O músico e ativista político nigeriano Femi Kuti considerou “incontestável que a opressão continuará a existir, independentemente de querermos ou não”, mas relembrou que “quando esta mostrar a sua cara feia é necessário travá-la”.
“Podemos falar sobre direitos das mulheres, abuso de menores, escravatura. Vão sempre existir na nossa vida, mas temos de nos manter firmes contra. É claro e evidente agora, era claro e evidente nos anos ‘70 e era claro e evidente nos anos ’60- Por isso, temos de assegurar que quando a opressão mostra a sua cara feia somos capazes de a travar rapidamente”, reiterou.
A advogada Modupe Odele defendeu que é preciso que as pessoas percebam que a governação “não é algo que lhes acontece, que é algo de que fazem parte” e que têm o direito de dizer “basta”. Modupe Odele presta assistência jurídica ao movimento nigeriano #EndSARS, que atua contra a brutalidade dos agentes de uma unidade da polícia, acusados de assédio, tortura e homicídios, que originou meses de protestos por todo o país. Odele constatou que as manifestações levam os governantes a "entenderem que a população tem o poder" para os parar e afastar da liderança.
"Acho que os governos agora, pelo menos na Nigéria, tiveram de mudar porque entenderam que as pessoas estão agora muito mais vigilantes e os jovens vão definitivamente aparecer e falar durante as próximas eleições", afirmou.
"Oprimidos pelos nossos"
A realização de protestos em massa é também para Siyabulela Mandela a forma que a população tem de combater o poder, depois de já ter esgotado "todos os meios possíveis". “A população encontra-se muitas vezes sem outra opção que não seja participar em protestos em massa”, justificou.
O ativista afirmou ainda que muitos dos africanos são oprimidos pelos seus próprios líderes: “Se formos à Tanzânia, Uganda, Sudão do Sul, Líbia e na maioria dos países africanos, nós somos oprimidos pelos nossos”.
No entanto, relembrou, "há uma coisa comum a todos estes países.
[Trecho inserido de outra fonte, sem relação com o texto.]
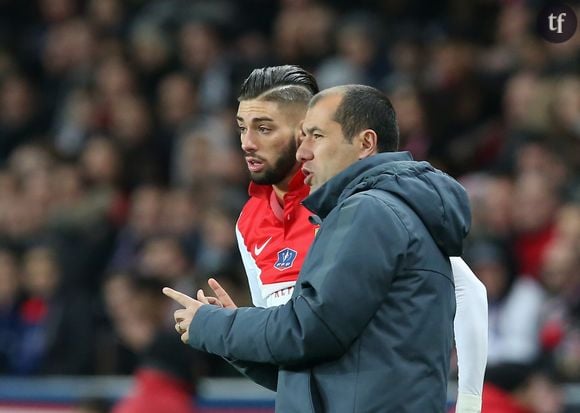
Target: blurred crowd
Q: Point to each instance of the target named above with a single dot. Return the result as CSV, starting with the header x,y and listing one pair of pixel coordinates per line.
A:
x,y
120,167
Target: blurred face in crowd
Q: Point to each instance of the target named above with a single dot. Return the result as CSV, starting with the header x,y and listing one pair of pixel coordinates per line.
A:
x,y
534,203
8,278
324,150
41,272
268,133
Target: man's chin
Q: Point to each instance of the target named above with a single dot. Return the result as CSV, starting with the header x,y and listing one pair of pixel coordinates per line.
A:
x,y
260,178
314,188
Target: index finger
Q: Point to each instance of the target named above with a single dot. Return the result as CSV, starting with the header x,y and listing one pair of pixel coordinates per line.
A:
x,y
221,293
181,298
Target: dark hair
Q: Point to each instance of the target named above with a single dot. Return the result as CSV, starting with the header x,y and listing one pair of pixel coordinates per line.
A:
x,y
288,84
364,107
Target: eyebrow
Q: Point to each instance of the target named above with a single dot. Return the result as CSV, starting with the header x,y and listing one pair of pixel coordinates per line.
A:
x,y
256,120
313,129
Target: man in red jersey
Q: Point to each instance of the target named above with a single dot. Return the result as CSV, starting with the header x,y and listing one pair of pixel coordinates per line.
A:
x,y
274,233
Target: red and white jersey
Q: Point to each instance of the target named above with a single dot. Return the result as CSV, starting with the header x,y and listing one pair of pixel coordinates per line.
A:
x,y
273,241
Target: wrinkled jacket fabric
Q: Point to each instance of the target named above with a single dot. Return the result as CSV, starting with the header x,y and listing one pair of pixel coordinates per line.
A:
x,y
370,325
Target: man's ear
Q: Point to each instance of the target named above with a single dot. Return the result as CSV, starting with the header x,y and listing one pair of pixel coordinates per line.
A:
x,y
368,141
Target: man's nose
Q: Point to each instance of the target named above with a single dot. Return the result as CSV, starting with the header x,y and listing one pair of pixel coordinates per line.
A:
x,y
304,152
248,143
Há meios que podemos usar para remover os que estão em posições de poder, os que nos oprimem. Aqueles que foram eleitos podem ser retirados do poder, através do voto ou através de outros meios, como os protestos em massa”.
“Se olharmos para a África do Sul, removemos um sistema cruel como o ‘Apartheid’ através do protesto. Se olharmos para a generalidade e para a forma como o continente africano se removeu da opressão dos abusos coloniais, em diferentes partes de África, foi devido a protestos em massa", acrescentou o ativista.
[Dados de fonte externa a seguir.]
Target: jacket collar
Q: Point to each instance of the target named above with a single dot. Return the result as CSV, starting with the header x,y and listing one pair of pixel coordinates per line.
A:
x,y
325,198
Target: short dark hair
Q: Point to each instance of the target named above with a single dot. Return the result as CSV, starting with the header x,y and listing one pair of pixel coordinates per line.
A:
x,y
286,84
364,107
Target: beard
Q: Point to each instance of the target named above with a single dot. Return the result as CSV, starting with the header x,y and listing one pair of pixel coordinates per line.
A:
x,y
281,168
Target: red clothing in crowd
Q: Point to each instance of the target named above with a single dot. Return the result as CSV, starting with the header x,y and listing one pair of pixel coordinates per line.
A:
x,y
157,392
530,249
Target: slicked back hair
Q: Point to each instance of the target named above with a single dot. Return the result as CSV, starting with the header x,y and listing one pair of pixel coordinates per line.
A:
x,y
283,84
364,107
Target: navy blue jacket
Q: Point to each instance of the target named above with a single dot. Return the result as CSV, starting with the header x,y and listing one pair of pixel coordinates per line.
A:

Mandela relembrou ainda que muitas das vezes os políticos são eleitos "porque prometeram construir pontes" para a população. A opressão que se verifica no continente africano, defende, é a opressão que é permitida pelos próprios africanos e que não se pode esperar por um “salvador”, que cabe aos próprios continuar a lutar pela sua “verdadeira independência” e democracia.
“África precisa de aprender a ser independente”
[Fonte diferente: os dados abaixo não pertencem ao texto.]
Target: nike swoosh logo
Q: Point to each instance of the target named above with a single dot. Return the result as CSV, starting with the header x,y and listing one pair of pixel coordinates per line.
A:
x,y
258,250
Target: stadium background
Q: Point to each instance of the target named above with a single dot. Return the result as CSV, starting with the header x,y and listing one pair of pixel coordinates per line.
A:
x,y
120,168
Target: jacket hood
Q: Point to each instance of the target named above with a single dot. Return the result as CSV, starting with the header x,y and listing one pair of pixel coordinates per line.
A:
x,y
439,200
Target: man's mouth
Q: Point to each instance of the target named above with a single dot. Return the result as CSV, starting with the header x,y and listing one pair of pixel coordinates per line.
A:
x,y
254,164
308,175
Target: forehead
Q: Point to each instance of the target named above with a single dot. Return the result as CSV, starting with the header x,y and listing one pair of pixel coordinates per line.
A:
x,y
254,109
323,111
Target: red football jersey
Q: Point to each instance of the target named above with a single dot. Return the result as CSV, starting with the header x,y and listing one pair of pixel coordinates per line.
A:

“Não acho que possam fazer mais”, disse, por seu lado, o músico Femi Kuti sobre a intervenção de outros países no continente, afirmando que “África precisa de aprender a ser independente”."Temos de garantir que salvamos o nosso continente e o futuro das nossas crianças", apelou, considerando que precisam “de ser mais práticos e conscientes” sobre o seu passado, pois “nada vai acontecer durante a noite".
Nem tudo é culpa dos africanos, fez, porém, questão de sublinhar, nomeadamente no que respeita ao comércio de armas para o continente africano que acusou os estados europeus e americanos de nada fazerem para travar.
“Acho que não há países africanos que produzam armas neste continente, então quem é que está a fornecer armas para África? A Europa e a América podem evitar que estas armas cheguem a África", assegurou, argumentando que "é conveniente que África entre em guerra entre si".
"É conveniente que os africanos estejam em competição, assim a Europa e a América podem levar os nossos recursos de graça. Por isso cabe-nos investigar e começar a retificar estes problemas no nosso interior e não olhar para as forças externas para resolverem estes problemas por nós", rematou.
Reforma do sistema prisional norte-americano. Há quatro milhões de pessoas a “uma multa de trânsito de ir parar à prisão”
Na sequência da morte de George Floyd nos Estados Unidos e perante o racismo experienciado no sistema prisional norte-americano, o debate sobre a necessidade de realizar uma reforma no sistema e nas forças policiais ganhou força. A Reform Alliance é uma organização de justiça criminal que pretende realizar esta reforma no sistema prisional dos Estados Unidos, para combater os “encarceramentos em massa”. A iniciativa defende que a revisão deveria libertar, pelo menos, um milhão de pessoas nos próximos cinco anos.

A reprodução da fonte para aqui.